Bei solchen Zusammenschlüssen gibt es meist die Befürchtung, dass auf die Unternehmen ein „Wasserkopf“ draufgesetzt wird, der dann oftmals eher eine Belastung ist. Wie haben Sie eine solche Entwicklung vermieden?

Eichinger: Den mittelständischen Unternehmern war natürlich wichtig, dass der „Wasserkopf“ nicht größer wird als die Basisorganisation, die die Arbeit macht. Es wurde von Anfang an sehr stark darauf hin gearbeitet, dass wir effektiv und flexibel handeln. Unser Erfolgsrezept in den 20 Jahren beruhte oftmals gerade darauf, dass wir nicht konzerngesteuert, sondern flexibel sind. Es war immer ein Miteinander in der Gruppe, und wir haben uns darauf konzentriert, den Markt zu erobern. So konnten wir uns auch gegen potenzielle Wettbewerber durchsetzen, die in den vergangenen Jahren gekommen und wieder gegangen sind. Unser Erfolgsrezept ist eben, dass wir die Zusammenarbeit auf Augenhöhe praktizieren.

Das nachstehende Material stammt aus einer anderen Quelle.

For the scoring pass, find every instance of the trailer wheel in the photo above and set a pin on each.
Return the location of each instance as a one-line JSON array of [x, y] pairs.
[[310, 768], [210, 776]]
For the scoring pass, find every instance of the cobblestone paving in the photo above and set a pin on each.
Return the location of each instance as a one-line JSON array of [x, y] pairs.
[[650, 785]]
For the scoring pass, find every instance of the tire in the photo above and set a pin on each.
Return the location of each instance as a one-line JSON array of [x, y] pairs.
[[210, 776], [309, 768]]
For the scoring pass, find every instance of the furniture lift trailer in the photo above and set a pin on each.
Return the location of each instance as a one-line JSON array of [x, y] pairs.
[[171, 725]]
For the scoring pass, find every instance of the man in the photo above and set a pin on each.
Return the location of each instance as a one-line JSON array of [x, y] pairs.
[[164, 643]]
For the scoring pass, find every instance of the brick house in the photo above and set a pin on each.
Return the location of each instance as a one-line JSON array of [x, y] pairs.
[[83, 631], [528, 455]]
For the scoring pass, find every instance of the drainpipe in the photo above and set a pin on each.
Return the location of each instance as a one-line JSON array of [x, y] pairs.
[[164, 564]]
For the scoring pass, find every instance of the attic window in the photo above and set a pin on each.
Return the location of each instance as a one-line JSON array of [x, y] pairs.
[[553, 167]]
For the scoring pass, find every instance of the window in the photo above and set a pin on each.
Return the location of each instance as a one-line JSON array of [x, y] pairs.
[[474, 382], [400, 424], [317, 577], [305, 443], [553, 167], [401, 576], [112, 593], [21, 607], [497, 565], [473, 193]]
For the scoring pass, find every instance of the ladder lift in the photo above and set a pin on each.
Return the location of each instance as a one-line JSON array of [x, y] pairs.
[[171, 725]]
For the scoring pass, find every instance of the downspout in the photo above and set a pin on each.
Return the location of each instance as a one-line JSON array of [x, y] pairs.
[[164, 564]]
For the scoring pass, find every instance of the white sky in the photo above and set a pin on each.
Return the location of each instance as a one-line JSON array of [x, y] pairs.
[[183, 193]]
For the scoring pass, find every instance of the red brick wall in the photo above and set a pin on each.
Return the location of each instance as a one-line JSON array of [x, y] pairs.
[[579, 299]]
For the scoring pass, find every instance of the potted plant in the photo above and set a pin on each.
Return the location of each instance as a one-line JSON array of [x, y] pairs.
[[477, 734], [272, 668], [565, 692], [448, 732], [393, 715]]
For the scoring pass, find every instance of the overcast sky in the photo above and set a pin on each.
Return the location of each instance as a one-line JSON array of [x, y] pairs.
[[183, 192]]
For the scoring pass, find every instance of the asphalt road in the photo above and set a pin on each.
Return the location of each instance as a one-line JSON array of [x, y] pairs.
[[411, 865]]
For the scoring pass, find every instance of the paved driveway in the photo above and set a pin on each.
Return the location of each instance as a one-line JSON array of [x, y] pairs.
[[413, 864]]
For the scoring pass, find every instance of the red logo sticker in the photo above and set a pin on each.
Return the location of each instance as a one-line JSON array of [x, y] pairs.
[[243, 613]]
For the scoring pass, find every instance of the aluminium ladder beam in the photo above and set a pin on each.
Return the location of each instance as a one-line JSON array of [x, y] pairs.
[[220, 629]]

Was ist in diesem Verbund die wichtigste Aufgaben der Zentrale?

Eichinger: Letztendlich sind wir in diesem Verbund für alles zuständig, was über die Grenzen einer normalen Großhandlung hinausgeht. Wenn wir über Marketing, Vertrieb und Einkauf reden, dann schauen wir immer, dass wir flexibel agieren. Wir wollen beim Einkauf beispielsweise so schnell wie möglich und im Vertrieb so nah wie möglich am Kunden sein. Auf der anderen Seite ist es natürlich unsere Aufgabe, bestimmte Aktivitäten von nationalen Kunden und Markenartiklern bundesweit zu steuern. All diese Dinge übernehmen wir für unsere Partner und koordinieren das dann in der Gruppe.

Bei meinen ersten MCS-Gespräch, damals mit Bernhard Delakowitz, stand immer das Thema im Vordergrund, dass die zusammengeschlossenen Großhändler nicht nur in ihren Regionen arbeiten können, sondern auch für die nationalen Unternehmen ein wichtiger seriöser Ansprechpartner sind. Mussten Sie das unter Beweis stellen?

Eichinger: Ja genau und das gilt auch weiterhin. Wir haben einen konzernierten Wettbewerb und da fällt es manchen unserer Kunden im ersten Moment noch schwer, zu verstehen, warum eine Gruppe wie unsere bestimmte Dinge genauso gut oder manche auch besser kann als der Wettbewerb. Aber das alles stellen wir jeden Tag unter Beweis, sonst hätte es diese positive Entwicklung nicht gegeben.

Kürzlich ist ein neuer Partner dazugekommen?

Eichinger: Wir haben im vergangenen Jahr Brülle & Schmeltzer aus Lippstadt gewinnen können und verdichteten damit unser Netz weiter. Für uns ist es wichtig, die Nähe zum Kunden nicht nur im Sinne der Zusammenarbeit symbolisch zu pflegen. Wir wollen wirklich logistisch näher an ihn heranzurücken, ihm im wahrsten Sinnen des Wortes entgegenkommen. Das sorgt für noch mehr Flexibilität. Wir merken, dass dieser Aspekt unseren Kunden immer wichtiger wird.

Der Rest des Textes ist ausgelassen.